2011-11-18
常総市産の“ゆず”から、セシウム合計62Bq/kg を検出
常総市では、10月31日から給食用の食材を数点づつ測定しています。
11月16日の測定で常総市産の“ゆず”から、セシウム134を31Bq/kg、セシウム137も同じく31Bq/kgを検出しました。セシウム合計で 62Bq/kgになります。
http://www.city.joso.lg.jp/joso/www/03238.html 常総市ホームページ - 健やかに ひとを育み みどり豊かな まちづくり
“ゆず”をどのような献立で使う予定だったのか知りませんが、皮をちょっと使った香り付け程度で、丸ごと一個とか出すことはないでしょう。
したがって、今回の検査によって減らせた被爆量は極々微量であって、健康への悪影響の低減も全く無かっただろうなと思います。
(12月初旬に使用する予定であったことから調味料的に使うのではなく、ゆず自体を食べるような献立の可能性もあるため一文を削除しました)
こちらの食品放射能データベースによると、“ゆず”からは結構、検出されているようです。
(追記 食品の検出結果については、こちらのデータベースもご参照ください 茨城県>県内農産物・畜産物への影響について 農林水産省/検査結果の概要(茨城県) 食品の放射能:調べるには 厚労省がネットで公開 - 毎日jp(毎日新聞))
もし、常総市(給食センター)がこれを知ったうえで、調査対象に選んだのであれば、その姿勢は評価してよいと思います。また、検出されたことを隠蔽等せずに、公表した常総市も立派だと思います。(ただ、ウェブサイトの表記をみると、ゆずだけ一日遅れで公表したようにも見えるのは、ちょっと気になりますが) (そういえば阿見町の件は全く情報が見当たりません。新聞社の誤報だったのでしょうか)

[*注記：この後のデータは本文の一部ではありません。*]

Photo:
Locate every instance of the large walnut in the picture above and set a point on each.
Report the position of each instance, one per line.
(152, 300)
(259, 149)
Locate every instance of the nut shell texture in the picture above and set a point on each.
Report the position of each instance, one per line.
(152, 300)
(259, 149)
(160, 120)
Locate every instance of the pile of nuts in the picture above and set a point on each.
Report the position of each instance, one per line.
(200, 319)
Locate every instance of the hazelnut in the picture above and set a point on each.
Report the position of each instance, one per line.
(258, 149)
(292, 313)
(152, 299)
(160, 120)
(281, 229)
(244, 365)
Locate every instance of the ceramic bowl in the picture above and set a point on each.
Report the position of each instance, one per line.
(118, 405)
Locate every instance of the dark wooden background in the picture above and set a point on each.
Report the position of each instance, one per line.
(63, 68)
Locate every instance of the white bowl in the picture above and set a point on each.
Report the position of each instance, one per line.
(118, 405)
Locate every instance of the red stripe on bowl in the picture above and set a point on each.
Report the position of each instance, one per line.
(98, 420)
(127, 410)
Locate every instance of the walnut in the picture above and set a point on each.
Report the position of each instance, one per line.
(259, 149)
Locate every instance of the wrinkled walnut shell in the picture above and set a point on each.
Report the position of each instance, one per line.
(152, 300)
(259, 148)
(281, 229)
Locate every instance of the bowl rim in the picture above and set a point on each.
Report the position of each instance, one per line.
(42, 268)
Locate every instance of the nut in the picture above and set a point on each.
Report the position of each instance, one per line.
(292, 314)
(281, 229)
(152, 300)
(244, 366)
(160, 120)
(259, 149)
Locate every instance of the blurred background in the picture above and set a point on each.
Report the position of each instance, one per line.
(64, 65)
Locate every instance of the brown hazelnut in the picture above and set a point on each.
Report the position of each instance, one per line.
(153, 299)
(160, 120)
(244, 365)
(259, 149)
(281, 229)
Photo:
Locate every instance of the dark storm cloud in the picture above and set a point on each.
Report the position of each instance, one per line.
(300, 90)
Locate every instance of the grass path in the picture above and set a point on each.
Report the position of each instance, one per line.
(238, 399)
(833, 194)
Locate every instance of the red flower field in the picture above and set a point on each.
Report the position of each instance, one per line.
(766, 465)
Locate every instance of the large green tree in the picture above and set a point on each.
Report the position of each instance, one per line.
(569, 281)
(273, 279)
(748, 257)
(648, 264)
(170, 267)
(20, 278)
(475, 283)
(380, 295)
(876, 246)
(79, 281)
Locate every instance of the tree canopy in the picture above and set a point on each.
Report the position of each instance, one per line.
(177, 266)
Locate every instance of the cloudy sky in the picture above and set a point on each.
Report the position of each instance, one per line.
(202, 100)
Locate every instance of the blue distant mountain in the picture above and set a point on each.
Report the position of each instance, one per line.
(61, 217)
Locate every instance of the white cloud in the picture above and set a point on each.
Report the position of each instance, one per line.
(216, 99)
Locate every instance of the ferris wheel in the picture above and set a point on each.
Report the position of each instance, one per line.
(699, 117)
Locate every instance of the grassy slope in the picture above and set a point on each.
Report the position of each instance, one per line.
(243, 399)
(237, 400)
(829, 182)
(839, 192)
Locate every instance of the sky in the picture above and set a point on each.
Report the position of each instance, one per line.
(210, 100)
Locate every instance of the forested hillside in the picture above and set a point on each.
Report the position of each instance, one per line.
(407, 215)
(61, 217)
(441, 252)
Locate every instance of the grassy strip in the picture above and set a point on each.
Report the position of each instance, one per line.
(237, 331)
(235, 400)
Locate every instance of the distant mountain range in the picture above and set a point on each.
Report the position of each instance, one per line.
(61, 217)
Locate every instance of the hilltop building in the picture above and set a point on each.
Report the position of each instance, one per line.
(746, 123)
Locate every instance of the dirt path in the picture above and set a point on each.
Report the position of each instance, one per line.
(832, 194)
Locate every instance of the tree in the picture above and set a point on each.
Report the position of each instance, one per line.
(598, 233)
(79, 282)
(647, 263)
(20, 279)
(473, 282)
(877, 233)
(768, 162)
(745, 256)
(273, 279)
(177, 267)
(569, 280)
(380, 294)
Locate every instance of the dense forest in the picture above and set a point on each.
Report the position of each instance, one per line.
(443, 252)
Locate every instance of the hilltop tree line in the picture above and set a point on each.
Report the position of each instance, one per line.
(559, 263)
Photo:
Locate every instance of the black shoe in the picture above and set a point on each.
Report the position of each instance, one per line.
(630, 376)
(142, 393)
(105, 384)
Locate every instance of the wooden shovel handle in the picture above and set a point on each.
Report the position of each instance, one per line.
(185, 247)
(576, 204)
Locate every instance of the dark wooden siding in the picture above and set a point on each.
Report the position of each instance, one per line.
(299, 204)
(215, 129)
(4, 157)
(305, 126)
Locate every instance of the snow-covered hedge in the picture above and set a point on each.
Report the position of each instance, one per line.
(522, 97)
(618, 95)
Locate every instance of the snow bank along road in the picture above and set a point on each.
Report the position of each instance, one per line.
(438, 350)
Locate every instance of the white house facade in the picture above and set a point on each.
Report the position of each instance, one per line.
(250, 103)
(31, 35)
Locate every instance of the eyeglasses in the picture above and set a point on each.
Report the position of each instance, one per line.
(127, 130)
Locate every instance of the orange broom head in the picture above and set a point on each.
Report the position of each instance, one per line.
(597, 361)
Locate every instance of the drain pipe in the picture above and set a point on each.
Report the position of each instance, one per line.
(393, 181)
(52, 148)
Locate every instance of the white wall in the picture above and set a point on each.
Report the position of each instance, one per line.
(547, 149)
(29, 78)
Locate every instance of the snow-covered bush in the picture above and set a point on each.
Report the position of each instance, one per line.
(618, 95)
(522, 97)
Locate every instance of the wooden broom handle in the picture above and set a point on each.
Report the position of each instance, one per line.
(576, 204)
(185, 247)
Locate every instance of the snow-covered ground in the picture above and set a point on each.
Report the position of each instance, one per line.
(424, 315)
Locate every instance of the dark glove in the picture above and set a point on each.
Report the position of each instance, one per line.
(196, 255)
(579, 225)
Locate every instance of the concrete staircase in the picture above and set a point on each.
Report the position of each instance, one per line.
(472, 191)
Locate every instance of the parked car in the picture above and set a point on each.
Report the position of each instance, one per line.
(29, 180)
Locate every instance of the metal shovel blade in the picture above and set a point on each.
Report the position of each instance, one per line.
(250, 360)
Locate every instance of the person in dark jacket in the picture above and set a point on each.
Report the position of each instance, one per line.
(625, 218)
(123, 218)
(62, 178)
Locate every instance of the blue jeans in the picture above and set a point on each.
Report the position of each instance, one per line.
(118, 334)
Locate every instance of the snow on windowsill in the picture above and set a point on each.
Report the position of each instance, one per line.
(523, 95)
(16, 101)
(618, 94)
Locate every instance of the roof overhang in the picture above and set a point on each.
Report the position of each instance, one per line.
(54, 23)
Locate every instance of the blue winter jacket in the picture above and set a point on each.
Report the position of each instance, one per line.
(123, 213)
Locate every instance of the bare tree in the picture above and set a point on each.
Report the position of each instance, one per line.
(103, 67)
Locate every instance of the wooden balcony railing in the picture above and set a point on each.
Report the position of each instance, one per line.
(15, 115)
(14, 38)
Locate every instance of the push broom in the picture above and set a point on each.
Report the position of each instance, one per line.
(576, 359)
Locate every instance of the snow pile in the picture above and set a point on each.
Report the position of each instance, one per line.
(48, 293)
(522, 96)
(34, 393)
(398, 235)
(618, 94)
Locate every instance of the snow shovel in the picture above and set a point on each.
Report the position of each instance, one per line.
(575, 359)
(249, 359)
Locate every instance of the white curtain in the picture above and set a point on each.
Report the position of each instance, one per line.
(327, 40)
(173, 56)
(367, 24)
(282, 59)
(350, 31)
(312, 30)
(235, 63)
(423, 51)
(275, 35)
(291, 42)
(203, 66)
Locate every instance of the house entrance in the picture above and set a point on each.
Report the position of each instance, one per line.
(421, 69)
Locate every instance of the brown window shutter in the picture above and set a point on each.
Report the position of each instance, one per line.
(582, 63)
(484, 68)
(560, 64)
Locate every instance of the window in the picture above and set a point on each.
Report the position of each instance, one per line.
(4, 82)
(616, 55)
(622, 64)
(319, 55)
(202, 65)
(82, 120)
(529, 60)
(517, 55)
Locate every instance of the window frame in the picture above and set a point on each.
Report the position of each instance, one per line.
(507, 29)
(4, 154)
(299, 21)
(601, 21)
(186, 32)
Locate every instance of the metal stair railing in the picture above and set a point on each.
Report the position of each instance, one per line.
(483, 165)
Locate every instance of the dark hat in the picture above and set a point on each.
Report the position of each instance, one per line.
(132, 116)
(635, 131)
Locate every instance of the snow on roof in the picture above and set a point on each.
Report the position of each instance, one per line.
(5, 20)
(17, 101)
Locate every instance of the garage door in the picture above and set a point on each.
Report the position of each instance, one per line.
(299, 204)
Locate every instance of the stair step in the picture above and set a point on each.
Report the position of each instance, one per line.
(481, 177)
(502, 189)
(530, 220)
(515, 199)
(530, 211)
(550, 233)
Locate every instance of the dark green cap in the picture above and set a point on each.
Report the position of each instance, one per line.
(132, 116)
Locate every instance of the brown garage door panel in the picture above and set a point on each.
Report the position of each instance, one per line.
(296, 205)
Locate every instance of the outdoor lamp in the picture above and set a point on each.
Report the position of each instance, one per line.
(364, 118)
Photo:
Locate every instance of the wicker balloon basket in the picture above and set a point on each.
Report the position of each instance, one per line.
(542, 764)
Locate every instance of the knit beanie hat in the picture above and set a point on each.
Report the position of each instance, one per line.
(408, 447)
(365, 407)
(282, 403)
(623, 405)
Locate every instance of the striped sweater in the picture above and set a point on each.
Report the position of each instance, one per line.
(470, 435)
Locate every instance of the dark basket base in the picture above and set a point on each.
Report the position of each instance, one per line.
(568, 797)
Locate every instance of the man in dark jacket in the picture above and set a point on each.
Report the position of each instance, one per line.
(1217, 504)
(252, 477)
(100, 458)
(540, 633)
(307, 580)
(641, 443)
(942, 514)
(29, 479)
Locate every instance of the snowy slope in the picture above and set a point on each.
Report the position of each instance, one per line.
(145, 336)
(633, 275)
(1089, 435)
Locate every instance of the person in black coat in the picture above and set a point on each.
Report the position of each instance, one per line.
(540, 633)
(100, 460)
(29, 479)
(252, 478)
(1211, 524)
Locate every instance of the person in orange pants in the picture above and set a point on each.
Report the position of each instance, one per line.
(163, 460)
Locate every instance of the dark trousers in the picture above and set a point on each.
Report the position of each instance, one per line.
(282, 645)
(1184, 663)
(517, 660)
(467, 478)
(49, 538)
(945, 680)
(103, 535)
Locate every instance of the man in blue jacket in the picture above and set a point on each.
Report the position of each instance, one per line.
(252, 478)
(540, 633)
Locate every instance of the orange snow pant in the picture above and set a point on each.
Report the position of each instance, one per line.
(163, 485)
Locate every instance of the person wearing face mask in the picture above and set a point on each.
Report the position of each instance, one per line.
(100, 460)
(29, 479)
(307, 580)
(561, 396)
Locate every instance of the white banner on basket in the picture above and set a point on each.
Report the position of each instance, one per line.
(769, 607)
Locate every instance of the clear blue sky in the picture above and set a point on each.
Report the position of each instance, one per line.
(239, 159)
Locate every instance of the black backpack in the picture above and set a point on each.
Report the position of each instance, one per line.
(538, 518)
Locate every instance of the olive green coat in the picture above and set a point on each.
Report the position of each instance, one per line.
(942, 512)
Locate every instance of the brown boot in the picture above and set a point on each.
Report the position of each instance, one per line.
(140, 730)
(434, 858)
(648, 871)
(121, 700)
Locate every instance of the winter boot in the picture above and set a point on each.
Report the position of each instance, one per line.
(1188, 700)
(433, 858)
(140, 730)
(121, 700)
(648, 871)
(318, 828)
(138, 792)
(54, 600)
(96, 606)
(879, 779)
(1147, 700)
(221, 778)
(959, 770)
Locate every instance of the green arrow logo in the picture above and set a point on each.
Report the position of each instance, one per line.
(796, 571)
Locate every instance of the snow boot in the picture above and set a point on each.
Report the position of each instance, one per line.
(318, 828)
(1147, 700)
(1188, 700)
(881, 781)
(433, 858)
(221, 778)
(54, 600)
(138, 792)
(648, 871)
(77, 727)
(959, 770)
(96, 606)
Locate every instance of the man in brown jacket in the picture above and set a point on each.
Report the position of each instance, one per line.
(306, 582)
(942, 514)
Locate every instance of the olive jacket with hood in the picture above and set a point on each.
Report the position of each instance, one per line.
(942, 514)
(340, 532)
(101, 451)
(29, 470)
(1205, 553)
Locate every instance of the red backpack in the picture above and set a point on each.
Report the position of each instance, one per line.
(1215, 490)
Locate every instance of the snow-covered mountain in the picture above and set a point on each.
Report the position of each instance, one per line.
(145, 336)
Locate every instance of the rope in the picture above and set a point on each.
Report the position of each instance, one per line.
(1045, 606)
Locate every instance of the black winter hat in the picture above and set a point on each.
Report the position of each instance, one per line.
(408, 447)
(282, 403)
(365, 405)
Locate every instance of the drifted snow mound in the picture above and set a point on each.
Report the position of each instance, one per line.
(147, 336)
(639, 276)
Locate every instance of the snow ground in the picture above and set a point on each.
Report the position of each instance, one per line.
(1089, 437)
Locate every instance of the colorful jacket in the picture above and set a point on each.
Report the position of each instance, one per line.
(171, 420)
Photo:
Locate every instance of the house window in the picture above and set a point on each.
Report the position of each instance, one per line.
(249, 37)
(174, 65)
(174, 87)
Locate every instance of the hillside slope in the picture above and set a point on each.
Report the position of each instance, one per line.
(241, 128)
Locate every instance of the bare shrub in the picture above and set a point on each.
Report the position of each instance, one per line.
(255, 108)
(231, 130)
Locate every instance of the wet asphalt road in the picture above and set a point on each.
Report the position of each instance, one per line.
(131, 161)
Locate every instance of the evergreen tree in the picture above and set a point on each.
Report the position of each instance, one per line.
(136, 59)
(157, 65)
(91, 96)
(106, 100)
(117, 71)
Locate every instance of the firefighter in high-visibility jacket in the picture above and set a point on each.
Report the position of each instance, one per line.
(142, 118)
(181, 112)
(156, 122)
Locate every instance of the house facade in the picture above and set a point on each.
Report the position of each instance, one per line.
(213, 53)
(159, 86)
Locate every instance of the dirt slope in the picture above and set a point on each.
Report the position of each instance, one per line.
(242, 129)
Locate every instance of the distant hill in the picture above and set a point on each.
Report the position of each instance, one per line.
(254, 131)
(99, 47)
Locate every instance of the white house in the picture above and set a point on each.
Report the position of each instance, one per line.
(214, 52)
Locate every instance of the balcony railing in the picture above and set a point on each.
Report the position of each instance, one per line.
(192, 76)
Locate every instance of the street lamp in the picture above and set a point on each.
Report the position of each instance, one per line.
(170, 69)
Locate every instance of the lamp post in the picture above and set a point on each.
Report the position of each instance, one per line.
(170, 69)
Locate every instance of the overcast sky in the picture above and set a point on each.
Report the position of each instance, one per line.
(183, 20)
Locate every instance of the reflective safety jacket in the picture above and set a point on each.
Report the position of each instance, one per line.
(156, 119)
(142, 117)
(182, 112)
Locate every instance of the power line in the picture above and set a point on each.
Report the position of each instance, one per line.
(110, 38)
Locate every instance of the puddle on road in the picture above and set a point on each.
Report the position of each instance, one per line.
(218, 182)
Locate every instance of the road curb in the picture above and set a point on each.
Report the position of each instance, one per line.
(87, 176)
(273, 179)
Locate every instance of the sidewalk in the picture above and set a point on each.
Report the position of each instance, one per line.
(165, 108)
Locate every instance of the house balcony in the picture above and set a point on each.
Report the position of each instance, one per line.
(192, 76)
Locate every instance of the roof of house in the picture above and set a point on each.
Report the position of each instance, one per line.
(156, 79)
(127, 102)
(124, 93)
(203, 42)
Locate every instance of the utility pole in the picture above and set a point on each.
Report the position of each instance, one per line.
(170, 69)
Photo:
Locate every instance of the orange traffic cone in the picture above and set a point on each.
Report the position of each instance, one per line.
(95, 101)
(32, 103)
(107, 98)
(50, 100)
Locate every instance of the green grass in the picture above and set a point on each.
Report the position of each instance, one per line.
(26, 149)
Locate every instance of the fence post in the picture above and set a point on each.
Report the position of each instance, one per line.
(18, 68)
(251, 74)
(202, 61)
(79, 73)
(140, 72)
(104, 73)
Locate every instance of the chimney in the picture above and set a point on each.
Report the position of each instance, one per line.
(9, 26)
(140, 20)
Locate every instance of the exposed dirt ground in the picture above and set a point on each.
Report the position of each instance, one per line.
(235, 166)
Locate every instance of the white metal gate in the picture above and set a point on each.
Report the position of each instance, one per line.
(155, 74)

常総市の方針では、放射性物質を検出した食品は全て給食として使用しないとしています。
そうなると別の食材の手配のために追加予算が必要となります。しかし、独自の基準ですから東電や国の補償の対象とはならず、常総市の負担となるのでしょう。
イオンの放射性物質が検出された食材は売らないというニュースを見ても感じたことですが、このような独自の基準で使われなくなった食材や、仕入先への支払いはどのようにしているのでしょう。
代金を支払わない(仕入れない)のは独占禁止法の優越的地位の濫用にあたりそうですし、(公的な基準では)十分に食べられる食品を廃棄するというのも、倫理的な問題は無いのかという気持ちもあります。(もちろん、だから検査するなとか、食材を使えといっているわけではありません。単なる疑問ということです)
多くの家庭では“ゆず”は買ってくるものなので、香り付け程度にしか使えませんが、“ゆず”の木のはえている家では、ゆずを砂糖漬けにして、おやつ代わりに食べたりするようです。
香り付けやジャム程度なら絶対量が少ないので気にする事は無いと思いますが、砂糖漬けを子供にバクバクと大量に食べさせるのは、とりあえず控えておいたほうが無難かも知れません。
最後に常総市へのお願いですが、検査結果の測定誤差も公表して欲しいです。
全ての測定誤差などを公表するのは手間や説明等で無理なのであれば、放射性物質を検出した物だけでも、結果の紙を画像ファイルでアップするなどしていただければと思います。誤差も大切な情報となります。
追記
給食用ではありませんが、龍ヶ崎のゆずから検出されていましたね。(給食用の食材で検査したものは全て未検出です)http://www.city.ryugasaki.ibaraki.jp/noutiku-1101 龍ケ崎市役所公式ホームページ /11月の農畜産物等の放射性物質検査結果(1日〜11日)
追記
市の記者会見で発表されたようです。